A apelação será analisada pela 2ª Câmara Cível e tenta reverter a decisão de primeira instância que, em 2023, extinguiu sem resolução do mérito uma Ação Civil Pública (ACP) ajuizada em 2019. A ação foi proposta pela chamada “Força-Tarefa do Consumidor”, formada pela Defensoria Pública, Ministério Público do Estado do Amazonas, Procon Amazonas e Procon Manaus.
Na época, os órgãos apontaram que reduções anunciadas pela Petrobras nas refinarias não estavam sendo integralmente repassadas ao consumidor final. A ação pedia, em caráter liminar, a redução de 14,5% no preço da gasolina, percentual correspondente à queda anunciada em junho de 2019. O pedido, no entanto, foi negado pela Justiça, e o processo acabou sendo extinto anos depois.
No recurso, a Defensoria sustenta que o problema não se limita a um episódio pontual, mas representa uma prática recorrente no mercado, com possíveis indícios de alinhamento de preços e prejuízos contínuos à coletividade.
Segundo o defensor público Carlos Almeida Filho, responsável pela apelação, o objetivo da ação vai além do caso específico. “A finalidade é restabelecer o equilíbrio e a transparência na relação de consumo, além de reparar danos já causados aos consumidores”, argumenta.
Ele também destaca que, antes do ajuizamento da ação, houve diversas tentativas de solução extrajudicial, com atuação de órgãos como a Delegacia do Consumidor e entidades ligadas à defesa do consumidor, sem sucesso.

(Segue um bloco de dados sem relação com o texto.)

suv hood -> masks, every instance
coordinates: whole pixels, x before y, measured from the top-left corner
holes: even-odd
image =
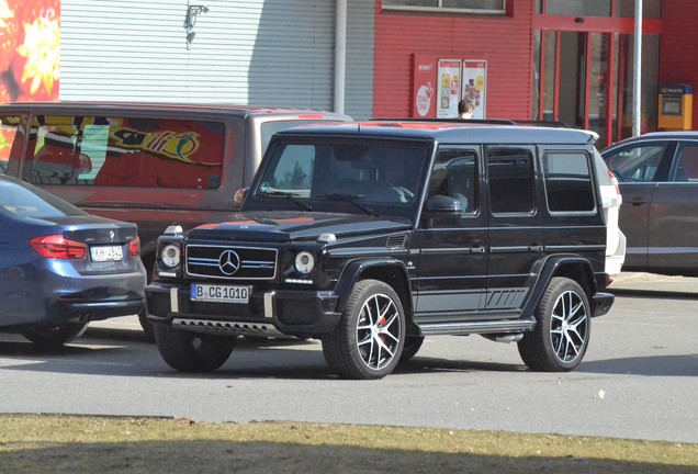
[[[412,224],[402,218],[354,214],[255,212],[234,215],[233,221],[205,224],[188,233],[189,239],[291,241],[316,239],[320,234],[351,236],[408,230]]]

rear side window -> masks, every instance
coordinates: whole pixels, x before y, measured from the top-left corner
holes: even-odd
[[[618,181],[653,182],[667,146],[668,142],[627,147],[605,154],[604,160]]]
[[[550,212],[593,212],[596,208],[587,154],[547,153],[543,177]]]
[[[34,184],[215,189],[224,145],[215,122],[37,115],[23,176]]]
[[[685,144],[677,154],[672,177],[677,182],[698,182],[698,144]]]
[[[527,149],[491,149],[487,154],[493,214],[533,212],[533,157]]]

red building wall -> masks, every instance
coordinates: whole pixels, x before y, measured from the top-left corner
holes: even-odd
[[[373,115],[409,116],[413,55],[487,61],[487,119],[528,120],[532,86],[533,0],[506,16],[375,12]],[[436,72],[435,72],[436,83]]]
[[[660,83],[680,82],[694,87],[693,128],[698,129],[698,2],[662,2]]]

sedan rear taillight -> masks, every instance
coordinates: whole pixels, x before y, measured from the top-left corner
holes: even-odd
[[[46,258],[82,260],[87,256],[87,245],[66,240],[61,235],[34,237],[29,244]]]
[[[131,253],[131,257],[140,255],[140,239],[138,237],[128,242],[128,253]]]

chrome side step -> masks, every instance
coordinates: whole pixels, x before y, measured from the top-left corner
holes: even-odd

O tema ganha ainda mais relevância diante do cenário atual. Apenas no mês de março deste ano, o preço da gasolina em Manaus acumulou alta de R$ 0,60, chegando a R$ 7,59 por litro após reajuste recente.
Durante o julgamento, a Defensoria Pública fará sustentação oral para defender a retomada da ação e a análise do mérito pelo tribunal. A decisão poderá definir se o caso seguirá para julgamento e eventual responsabilização das empresas envolvidas, com impacto direto na proteção dos consumidores amazonenses.